La idea de que el receptor es acrítico, indefenso e inferior, siempre ha sido el modelo que utilizan los regímenes tiránicos para controlar la información. Por eso le han temido tanto al arte y a la comedia: ambos confrontan al poder estatal, y a cualquier pretensión –con poder institucional o no– de imponer una verdad moral. Era la obsesión de Milan Kundera en la ex Checoslovakia, donde comités de trabajadores e intelectuales dictaminaban el humor del que cualquier individuo se podía reír o no, y fue la lucha de la prensa en los tiempos de Carlos Ochoa, ex Superintendente de Información y Comunicación de Ecuador. La censura nunca se expone a sí misma como censura o tiranía: llega escondida en imperativos morales y presiones sociales sobre lo que uno debe o no considerar ofensivo.

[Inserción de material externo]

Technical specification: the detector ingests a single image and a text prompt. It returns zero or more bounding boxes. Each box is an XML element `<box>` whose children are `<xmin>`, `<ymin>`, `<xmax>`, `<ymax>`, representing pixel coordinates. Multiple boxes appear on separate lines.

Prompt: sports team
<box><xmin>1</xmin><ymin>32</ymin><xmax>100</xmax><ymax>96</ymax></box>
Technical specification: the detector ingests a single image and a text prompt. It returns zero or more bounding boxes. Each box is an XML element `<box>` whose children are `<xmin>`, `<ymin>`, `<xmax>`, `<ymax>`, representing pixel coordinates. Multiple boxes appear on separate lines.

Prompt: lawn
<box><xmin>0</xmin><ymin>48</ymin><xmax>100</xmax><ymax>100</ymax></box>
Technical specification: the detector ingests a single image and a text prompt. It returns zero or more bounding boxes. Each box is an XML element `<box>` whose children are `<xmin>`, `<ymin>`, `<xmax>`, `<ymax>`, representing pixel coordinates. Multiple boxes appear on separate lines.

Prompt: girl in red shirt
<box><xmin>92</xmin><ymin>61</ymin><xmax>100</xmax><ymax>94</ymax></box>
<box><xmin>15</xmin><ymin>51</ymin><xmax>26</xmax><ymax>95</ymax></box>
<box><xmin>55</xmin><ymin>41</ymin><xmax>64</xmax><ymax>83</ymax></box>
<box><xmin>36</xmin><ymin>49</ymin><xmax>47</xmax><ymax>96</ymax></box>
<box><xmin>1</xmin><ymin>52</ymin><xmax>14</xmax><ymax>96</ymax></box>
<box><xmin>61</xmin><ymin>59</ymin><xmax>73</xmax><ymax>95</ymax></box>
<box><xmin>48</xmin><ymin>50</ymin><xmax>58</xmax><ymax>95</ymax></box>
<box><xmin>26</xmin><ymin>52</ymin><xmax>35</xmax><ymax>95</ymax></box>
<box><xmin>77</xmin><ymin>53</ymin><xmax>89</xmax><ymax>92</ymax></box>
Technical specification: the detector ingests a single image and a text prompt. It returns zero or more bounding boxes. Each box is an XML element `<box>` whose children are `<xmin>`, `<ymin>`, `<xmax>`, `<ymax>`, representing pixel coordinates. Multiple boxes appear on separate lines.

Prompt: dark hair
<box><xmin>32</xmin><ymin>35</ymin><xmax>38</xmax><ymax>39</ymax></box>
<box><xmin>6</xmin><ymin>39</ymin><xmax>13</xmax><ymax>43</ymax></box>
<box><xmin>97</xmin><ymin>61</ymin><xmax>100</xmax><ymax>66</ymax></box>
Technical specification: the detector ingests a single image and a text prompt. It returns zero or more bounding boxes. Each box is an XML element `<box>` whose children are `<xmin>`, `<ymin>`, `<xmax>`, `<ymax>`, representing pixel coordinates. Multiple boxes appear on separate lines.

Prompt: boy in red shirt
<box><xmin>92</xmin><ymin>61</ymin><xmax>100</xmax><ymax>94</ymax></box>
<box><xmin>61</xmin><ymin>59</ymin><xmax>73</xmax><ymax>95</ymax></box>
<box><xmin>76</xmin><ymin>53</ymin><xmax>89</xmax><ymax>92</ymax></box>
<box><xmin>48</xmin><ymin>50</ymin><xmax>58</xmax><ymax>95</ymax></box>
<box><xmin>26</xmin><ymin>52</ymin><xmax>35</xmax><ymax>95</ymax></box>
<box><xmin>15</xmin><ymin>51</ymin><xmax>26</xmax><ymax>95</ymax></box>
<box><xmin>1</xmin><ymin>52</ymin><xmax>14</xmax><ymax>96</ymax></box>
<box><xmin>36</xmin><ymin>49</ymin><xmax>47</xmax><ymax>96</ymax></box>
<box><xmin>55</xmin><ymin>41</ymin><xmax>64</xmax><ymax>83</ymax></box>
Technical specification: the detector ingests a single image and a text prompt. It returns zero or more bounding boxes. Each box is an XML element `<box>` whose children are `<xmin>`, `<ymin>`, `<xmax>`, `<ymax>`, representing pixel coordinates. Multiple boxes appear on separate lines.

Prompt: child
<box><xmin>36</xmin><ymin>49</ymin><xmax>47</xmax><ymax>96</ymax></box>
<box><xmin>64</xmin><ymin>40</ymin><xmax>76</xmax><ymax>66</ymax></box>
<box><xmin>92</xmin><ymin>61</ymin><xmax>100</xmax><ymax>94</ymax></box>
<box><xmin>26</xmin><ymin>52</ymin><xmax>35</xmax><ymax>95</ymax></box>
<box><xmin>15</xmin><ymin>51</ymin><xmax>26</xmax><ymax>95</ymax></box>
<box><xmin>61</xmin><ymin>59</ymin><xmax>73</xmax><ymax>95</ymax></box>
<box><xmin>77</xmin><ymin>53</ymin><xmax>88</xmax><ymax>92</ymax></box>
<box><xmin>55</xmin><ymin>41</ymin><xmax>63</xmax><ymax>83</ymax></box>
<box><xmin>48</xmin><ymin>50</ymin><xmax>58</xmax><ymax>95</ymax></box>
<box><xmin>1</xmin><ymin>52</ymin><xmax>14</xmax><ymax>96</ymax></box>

Los casos de censura en Estados Unidos repiten los mismos berrinches históricos de tiranías moralistas y nos deberían alertar.

En Ecuador tampoco se necesita de una Supercom o un Carlos Ochoa para que el espíritu censurador de los gestos vacíos se haga sentir. Ya han aparecido quiénes no entienden que el humor –incluso el más vulgar, tonto y discriminatorio– es un síntoma de injusticias sociales y que eliminar las representaciones de un mal no elimina el mal: solo lo esconde.

En Estados Unidos, el grupo que apoya lo que hizo HBO Max y otras empresas en los últimos días ha renunciado al sentido común propio y colectivo. Al propio, porque no quiere notar en esas decisiones la intención de gestionar su marketing; al colectivo porque piensa que, efectivamente, el racismo y la injusticia desaparecerán si una imagen o una película se esfuman de nuestra vista, o si nos llegan con instrucciones. Son decisiones que actúan como si el receptor fuera necesariamente acrítico; como si por cerrar los ojos desaparecieran los males del mundo.